President Obama was at his hyperbolic (and hypocritical) best when he said “This ruling strikes at our democracy itself.”

This may be true, because his “democracy” was, in part, purchased by hundreds of millions of dollars in public employee union election spending, which, until last week, legally could not be matched by corporate spending. Liberals are much less concerned about the cause of free speech and democracy than they are about protecting the monopoly their allies in Big Labor have on campaign spending.

The part of the Supreme Court ruling ratcheting up liberal angst is that now corporations can write checks from their corporate treasuries to fund so-called 527 organizations, named after the section of the IRS code that regulates these entities.

527 organizations run the ads that you see on TV asking you to call your congressman on a particular issue. They are sponsored by organizations with nebulous names like “American Family Voices” or “The Fund for America.”

What is absent in the liberal pronouncement of the end of democracy as we know it is the fact that the vast majority of 527 spending in recent elections has come from the left—largely public employee unions and front groups funded by Big Labor money.

In 2008, for instance, according to data from the non-partisan “Center for Responsive Politics,” some 75 percent of 527 spending by the top 50 527 organizations was spent by organizations advancing a liberal agenda. Other analyses of 527 campaign spending show an even greater Republican disadvantage.

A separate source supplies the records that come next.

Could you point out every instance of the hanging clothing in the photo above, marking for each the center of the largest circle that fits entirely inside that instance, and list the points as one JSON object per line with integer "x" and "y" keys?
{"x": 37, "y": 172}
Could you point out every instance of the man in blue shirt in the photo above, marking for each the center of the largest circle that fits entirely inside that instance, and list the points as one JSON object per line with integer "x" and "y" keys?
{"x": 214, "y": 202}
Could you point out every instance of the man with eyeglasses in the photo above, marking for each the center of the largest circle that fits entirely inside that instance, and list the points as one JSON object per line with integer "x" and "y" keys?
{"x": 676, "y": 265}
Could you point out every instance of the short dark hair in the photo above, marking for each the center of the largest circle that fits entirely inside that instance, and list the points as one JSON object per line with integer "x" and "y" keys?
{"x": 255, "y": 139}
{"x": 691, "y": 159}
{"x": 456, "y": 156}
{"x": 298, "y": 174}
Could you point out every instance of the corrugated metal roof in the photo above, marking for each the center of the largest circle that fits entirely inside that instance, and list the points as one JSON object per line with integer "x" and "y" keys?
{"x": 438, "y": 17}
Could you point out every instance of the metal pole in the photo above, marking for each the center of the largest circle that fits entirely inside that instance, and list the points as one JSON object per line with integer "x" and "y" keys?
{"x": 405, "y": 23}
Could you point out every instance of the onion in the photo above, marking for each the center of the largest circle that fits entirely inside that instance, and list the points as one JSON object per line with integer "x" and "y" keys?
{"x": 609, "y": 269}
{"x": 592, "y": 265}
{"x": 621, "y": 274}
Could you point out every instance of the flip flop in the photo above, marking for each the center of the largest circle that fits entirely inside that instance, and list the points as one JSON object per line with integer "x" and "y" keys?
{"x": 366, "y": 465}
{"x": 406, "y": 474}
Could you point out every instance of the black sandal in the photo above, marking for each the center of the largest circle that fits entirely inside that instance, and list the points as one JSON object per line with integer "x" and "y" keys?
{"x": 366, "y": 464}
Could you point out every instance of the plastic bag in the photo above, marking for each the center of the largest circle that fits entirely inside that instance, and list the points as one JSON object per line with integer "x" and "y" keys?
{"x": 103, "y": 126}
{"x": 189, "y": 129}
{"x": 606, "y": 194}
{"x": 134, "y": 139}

This massive spending by public employee unions explains a bit about how we have gotten one party rule in Washington.

It also explains a bit about why one-third of the $787 billion stimulus package went to state and local governments to support public employee jobs. Michael Barone, of the American Enterprise Institute, points out that while private-sector employment has dropped 6 percent during the recession, public-sector employment has dropped only 1 percent—even while state and federal governments wrestle with massive budget deficits.

The colossal investment by public employee unions in Democratic campaigns has paid off. More than 3.4 million Americans lost their jobs in 2009, but the number of state, federal and local government employees represented by unions rose by 64,000, according to a study of Bureau of Labor Statistics data by the Heritage Foundation

Perhaps of greater concern than crass political payback through a pork-laden stimulus bill is the impact of public employee spending on the local level. In a trend that started in California and has spread nationwide, public employee unions have been pouring money into local city council races, then sit across the table to negotiate benefits with the very councilmembers they helped get elected. The result of having advocates on both sides of the table has been outrageous pensions for public employees that are causing municipalities to go broke.

With a ballooning bill for its pension fund, the City of San Diego recently commissioned a survey to ask residents which essential services that they would be willing to cut in order to fully fund the city’s pension system. San Diegans are being asked to choose between trash pick-up and libraries, while city bureaucrats retire with packages valued in excess of a million dollars.

The next time you flip by the shouters on MSNBC, or see the president of the United States call out the Supreme Court in a major speech, ask yourself where was the outrage at the excesses of public employee unions?

Liberals are always champions of free speech, as long as the speaker advances their speech.

Jason Roe is a founder and partner at Revolvis Consulting, a Republican campaign and public relations firm and is based in San Diego, Calif., and Washington, D.C.  He has been involved in politics and public policy for nearly 20 years.